The present data set does not allow assignment of the position of
pyridine monooxygenation; hydroxylation on the 4', 5', or 6'-positions
as well as N-oxide formation are all possible. However, because rat
metabolism experiments unambiguously established
6'-O-glucuronyl delavirdine as a major metabolite (Chang
et al., 1997
), it seems likely that MET-7a could be the
6'-hydroxylated metabolite of delavirdine. This was supported by
electrophilic frontier values (Ackland, 1993
), which show that the 6'
position would be most electron dense, affording hydrogen abstraction
and radical rebound, as proposed for P450-catalyzed aromatic
hydroxylation (Ortiz de Montellano, 1989
). Although the structures and
relationship of MET-7 and MET-7a are not clear, it is possible that
MET-7a and MET-7 are tautomers, with MET-7a representing the enol form,
which slowly converts to MET-7, the keto form. As the pyrid-6'-one with the oxygen para to the isopropylamine substituent, MET-7
might be more prone to oxidation to the quinone imine, affording the observed stable desisopropyl ion (m/z 428) under ESI
conditions. It has been shown that slowly interconverting tautomers can
be chromatographically resolved (Kohl and Gescher, 1996
; Lhoest
et al., 1993
). The chromatographic conditions used in this
study (pH 4) would be sensitive to changes in metabolite
pKa, and because the pyridine nitrogen would have an
amide-like character in the keto form, it is possible the
chromatographic system could separate the proposed tautomers. A
6'-hydroxydelavirdine standard could not be synthesized owing to
chemical instability, perhaps like that observed here. Metabolism of
pyridine by rats results in pyrid-2- and -4-one excretion, among other
metabolites (Damani et al., 1982
), suggesting the pyridone
tautomer might be the more stable form of hydroxy pyridine, and a
pyrid-6-one metabolite of nicotine has been proposed (Hochstein and
Rittenberg, 1959
). It has been shown that 2- and 4-oxygenated pyridines
exist preferentially as pyridones (Katritzky, 1963
). Furthermore, it
has been proposed that despyridinyl delavirdine subsequently arises
from MET-7 (as a pyridone), probably after addition of water and loss
of the pyridine functionality (Chang et al., 1997
).
Alternatively, MET-7a could be the sulfate conjugate (MET-8) observed
in delavirdine-treated rats that elutes with the same retention time as
MET-7a; MS analysis of MET-8 revealed a spectrum-like MET-7a, owing to
the lability of the sulfate group (Chang et al., 1997
).
However, such conjugation would be highly unlikely in a microsomal
system that would lack cytosolic sulfotransferase and activated
sulfate.
Evaluation of microsomal delavirdine desalkylation kinetics showed that
most species, including human, displayed an apparent KM for desalkylation in the range of 10 µM or less. Owing to the instability of MET-7, lack of a MET-7
standard, and its greatly reduced formation relative to desalkyl
delavirdine, the kinetic parameters for its formation could not be
measured. Nevertheless, its formation, catalyzed by CYP3A, should be
characterized by the same KM as
desalkylation, as it has been implicitly demonstrated that for two or
more products derived from a single substrate binding to a single
enzyme, a single KM must characterize the entire system (Porter et al., 1977
).

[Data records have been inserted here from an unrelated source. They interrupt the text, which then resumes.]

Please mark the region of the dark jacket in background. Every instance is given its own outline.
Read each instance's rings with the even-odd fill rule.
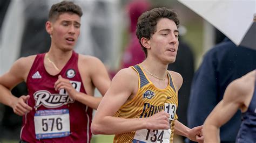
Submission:
[[[256,68],[256,51],[237,47],[230,39],[207,52],[195,73],[188,108],[189,127],[201,125],[223,98],[228,84]],[[241,112],[220,128],[221,142],[235,142],[241,123]]]

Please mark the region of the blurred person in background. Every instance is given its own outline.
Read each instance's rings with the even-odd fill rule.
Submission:
[[[227,86],[256,68],[256,51],[237,46],[227,38],[204,55],[192,83],[187,111],[188,126],[204,123],[216,105],[223,99]],[[241,112],[220,130],[221,142],[235,142],[241,124]]]
[[[232,82],[204,123],[204,142],[220,142],[219,128],[240,109],[242,124],[236,142],[256,142],[256,70]]]
[[[179,120],[187,126],[187,110],[190,95],[191,82],[194,72],[194,54],[191,46],[183,39],[186,34],[186,28],[180,25],[179,30],[179,48],[175,62],[169,64],[167,69],[175,71],[180,74],[183,77],[182,86],[179,90],[179,104],[181,105],[177,109]],[[174,142],[184,142],[185,137],[174,136]]]
[[[145,54],[136,36],[136,25],[139,17],[150,7],[150,3],[147,0],[132,1],[126,6],[130,18],[130,40],[122,58],[121,69],[139,63],[145,60]]]
[[[53,5],[45,24],[48,52],[20,58],[0,76],[1,102],[23,116],[22,142],[90,142],[92,109],[101,100],[94,90],[105,94],[110,80],[98,59],[73,50],[82,15],[71,2]],[[17,98],[10,90],[22,81],[29,95]]]

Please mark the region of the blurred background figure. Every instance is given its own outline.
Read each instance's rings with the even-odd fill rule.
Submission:
[[[126,68],[142,62],[145,54],[136,36],[136,25],[139,17],[151,8],[147,0],[133,0],[128,3],[126,10],[130,18],[129,41],[122,58],[120,68]]]
[[[136,25],[139,17],[151,7],[151,2],[147,0],[132,0],[128,2],[125,7],[124,16],[129,23],[126,25],[125,34],[122,39],[124,49],[121,49],[121,56],[119,67],[110,70],[109,74],[112,78],[118,70],[136,65],[143,61],[145,55],[136,36]]]
[[[179,90],[178,98],[179,107],[176,112],[179,117],[179,121],[187,126],[187,109],[190,98],[190,87],[194,72],[194,60],[191,46],[183,40],[183,37],[186,33],[186,27],[180,25],[178,30],[179,48],[176,60],[174,63],[169,65],[167,69],[180,73],[183,78],[182,86]],[[174,139],[174,142],[183,142],[185,138],[176,135]]]
[[[227,38],[207,52],[193,79],[188,110],[190,127],[202,125],[223,99],[228,84],[256,68],[256,51],[237,47]],[[241,124],[238,111],[220,128],[220,140],[235,142]]]

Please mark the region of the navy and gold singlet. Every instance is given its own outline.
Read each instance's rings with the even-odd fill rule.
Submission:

No attempt was made to
develop scaling factors to predict in vivo plasma clearance
of delavirdine in either rats or humans based on the observed
clearance. Although scaling factors are available for prediction of
plasma clearance based on microsomal kinetic measurements (Houston,
1994
), the present situation contains significant variables that would
quickly invalidate such calculations. As will be described in another report, we observed significant irreversible binding of radiolabeled delavirdine metabolites to microsomal protein, and the metabolism of
delavirdine results in progressive loss of metabolic capacity. Both
factors would cause unpredictable changes in
Vmax.
Nevertheless, the kinetic determinations described in this report may
be used advantageously to predict or explain characteristics of
observed in vivo human plasma pharmacokinetics of
delavirdine. Because therapeutic concentrations of delavirdine in
plasma are expected to be in the range of approximately 10 µM,
hepatic concentrations of the drug might normally exceed its
KM value, resulting in a tendency toward
capacity-limited plasma clearance. Such conditions could potentially
interfere with the clearance of co-administered drugs, particularly
those with KM values comparable with or
higher than delavirdine. Examination of metabolic profiles in rats
treated with increasing doses of delavirdine showed a tendency toward capacity-limited metabolism as plasma concentrations exceeded 10 µM
(Adams et al., 1996
).
All experiments designed to identify the primary human P450 isoforms
involved in delavirdine metabolism pointed to a catalytic role for
CYP3A. Metabolism was inhibited by ketoconazole and TAO, metabolism was
catalyzed by cDNA-expressed CYP3A4, and metabolism correlated with
sample-to-sample variation in CYP3A-dependent activity in a panel of
human liver microsomal samples. The strong correlation of MET-7 and
desalkyl delavirdine formation supports the notion of common metabolite
origin, that MET-7 formation and delavirdine desalkylation are both
catalyzed by CYP3A and should share the same
KM, with the
Vmax of each reaction proportional to
enzyme expression (Porter et al., 1977
). Because CYP3A is
involved in the metabolism of numerous drugs, the potential exists for delavirdine to be involved in adverse drug interactions. CYP3A5 also
catalyzed the desalkylation of delavirdine but very slowly relative to
CYP3A4 and remains to be fully characterized. CYP3A5 is a
polymorphically expressed isoform that seems to be similar to CYP3A4,
although substrate selectivity differences have been described
(Wrighton and Stevens, 1992
).
Interestingly, there was no significant correlation with CYP2D6 activity in the panel of human liver microsomes even though CYP2D6 carries out delavirdine desalkylation, and three of the human microsomal samples used were apparently deficient in CYP2D6. This points out a limitation of correlation analysis in that small but possibly significant enzymatic contributions can be masked.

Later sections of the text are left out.